Number 7, don’t underestimate the power of a pretty program or the power of aesthetics. I know people out there who much prefer to write in word than Google Docs because one looks prettier than the other. There are lots of other programs out there that you could try. Don’t obviously let this become a distraction technique. Trying to search for the prettiest program, but don’t be afraid to change the font or to change the layout. Or change anything that you think will make it look prettier because that will probably motivate you to write more. And then ultimately at the end you can go back, and if you use things like style sheets which most word processors have, you can definitely go and easily change. For example, if you like Comic Sans, you can change Comic Sans to Times New Roman or Arial if that’s what the font of your thesis has to be. 

If you’re struggling to write, one of the ways that you can perhaps overcome that is to put some constraints on it or put it on social media. So, how would you write this if it was a tweet? How would you write it if it was for LinkedIn? How would you write it if it was for Instagram? What images would you use? All of those things might help you get over the hump.

Number 9, regular writing is going to be awesome for your career. Pretty much no matter what career you’re in you’ll have to write. Whether that be inside academia or outside, and certainly in this day and age of building quote-unquote, “Brand You”, it’ll be really important for you to be able to write about yourself. Write blogs. Do content that shows what you’re capable of. So, every time you write, every time you practice writing, not only you helping on that specific writing task but you’re also helping build your writing skill set, and your writing profile in general.
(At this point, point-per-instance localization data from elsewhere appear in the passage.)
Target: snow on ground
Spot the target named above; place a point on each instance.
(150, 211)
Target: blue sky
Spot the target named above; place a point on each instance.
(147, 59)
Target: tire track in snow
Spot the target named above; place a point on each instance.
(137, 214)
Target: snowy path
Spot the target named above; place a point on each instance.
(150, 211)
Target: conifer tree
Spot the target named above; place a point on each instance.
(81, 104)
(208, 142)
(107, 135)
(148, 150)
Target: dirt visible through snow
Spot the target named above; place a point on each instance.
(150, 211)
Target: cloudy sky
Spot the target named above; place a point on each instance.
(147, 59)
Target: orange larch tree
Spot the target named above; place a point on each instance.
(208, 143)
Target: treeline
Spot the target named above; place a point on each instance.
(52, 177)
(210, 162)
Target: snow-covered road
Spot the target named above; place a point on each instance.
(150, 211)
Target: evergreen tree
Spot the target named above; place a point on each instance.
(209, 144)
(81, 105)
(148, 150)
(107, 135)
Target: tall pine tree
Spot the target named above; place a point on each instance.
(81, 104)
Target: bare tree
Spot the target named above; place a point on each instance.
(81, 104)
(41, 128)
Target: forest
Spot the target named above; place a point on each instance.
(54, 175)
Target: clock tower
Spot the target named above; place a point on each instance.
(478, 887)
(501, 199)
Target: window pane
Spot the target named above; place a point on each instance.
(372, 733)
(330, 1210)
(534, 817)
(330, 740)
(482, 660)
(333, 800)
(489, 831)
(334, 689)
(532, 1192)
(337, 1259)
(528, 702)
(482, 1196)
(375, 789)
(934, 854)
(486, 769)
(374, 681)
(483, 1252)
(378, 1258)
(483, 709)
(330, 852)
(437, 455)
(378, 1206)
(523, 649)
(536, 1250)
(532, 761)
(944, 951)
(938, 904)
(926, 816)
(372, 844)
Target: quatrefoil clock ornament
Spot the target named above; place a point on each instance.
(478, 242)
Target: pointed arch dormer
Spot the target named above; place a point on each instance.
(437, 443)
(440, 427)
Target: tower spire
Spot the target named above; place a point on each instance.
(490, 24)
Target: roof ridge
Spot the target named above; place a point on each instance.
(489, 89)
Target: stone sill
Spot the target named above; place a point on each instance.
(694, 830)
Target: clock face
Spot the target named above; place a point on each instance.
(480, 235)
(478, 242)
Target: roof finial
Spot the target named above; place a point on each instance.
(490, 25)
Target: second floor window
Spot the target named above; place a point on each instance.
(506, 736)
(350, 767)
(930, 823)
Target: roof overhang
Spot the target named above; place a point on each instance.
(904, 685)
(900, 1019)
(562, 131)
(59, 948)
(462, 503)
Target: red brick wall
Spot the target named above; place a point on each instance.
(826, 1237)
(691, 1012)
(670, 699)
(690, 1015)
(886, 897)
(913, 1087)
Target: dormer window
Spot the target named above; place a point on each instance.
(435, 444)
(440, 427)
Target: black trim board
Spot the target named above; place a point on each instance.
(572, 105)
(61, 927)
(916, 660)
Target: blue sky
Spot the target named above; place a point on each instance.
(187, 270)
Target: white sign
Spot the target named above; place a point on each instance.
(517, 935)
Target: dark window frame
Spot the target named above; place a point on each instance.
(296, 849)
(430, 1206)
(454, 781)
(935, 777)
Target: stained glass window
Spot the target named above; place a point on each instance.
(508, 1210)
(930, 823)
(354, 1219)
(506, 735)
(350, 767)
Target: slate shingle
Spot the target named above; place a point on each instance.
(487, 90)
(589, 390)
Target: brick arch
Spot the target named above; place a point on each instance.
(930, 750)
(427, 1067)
The 10th item is to stop. Know when to stop. Know when enough is enough. If the enemy you’ve done is perfect, then you don’t need to worry about your article or your thesis being perfect. Reviewers want to criticize. Reviewers will criticize regardless of whether you think it’s perfect. So, send it off 80% done. It’ll probably get the same amount of criticism it would have got. But now, you get to do the next 20% of work directed towards a review of comments, and therefore get faster to an outcome that is a publication. So, know where to stop.

And finally, knowing when to stop is good because writing never ends. There will always be another article, another grant. Maybe not another thesis. Another social media posts. So, you’ll always have to be writing. So, getting good on it now will help you well into the future.

I hope those 11 tips have helped you in some way. Let me know how they go.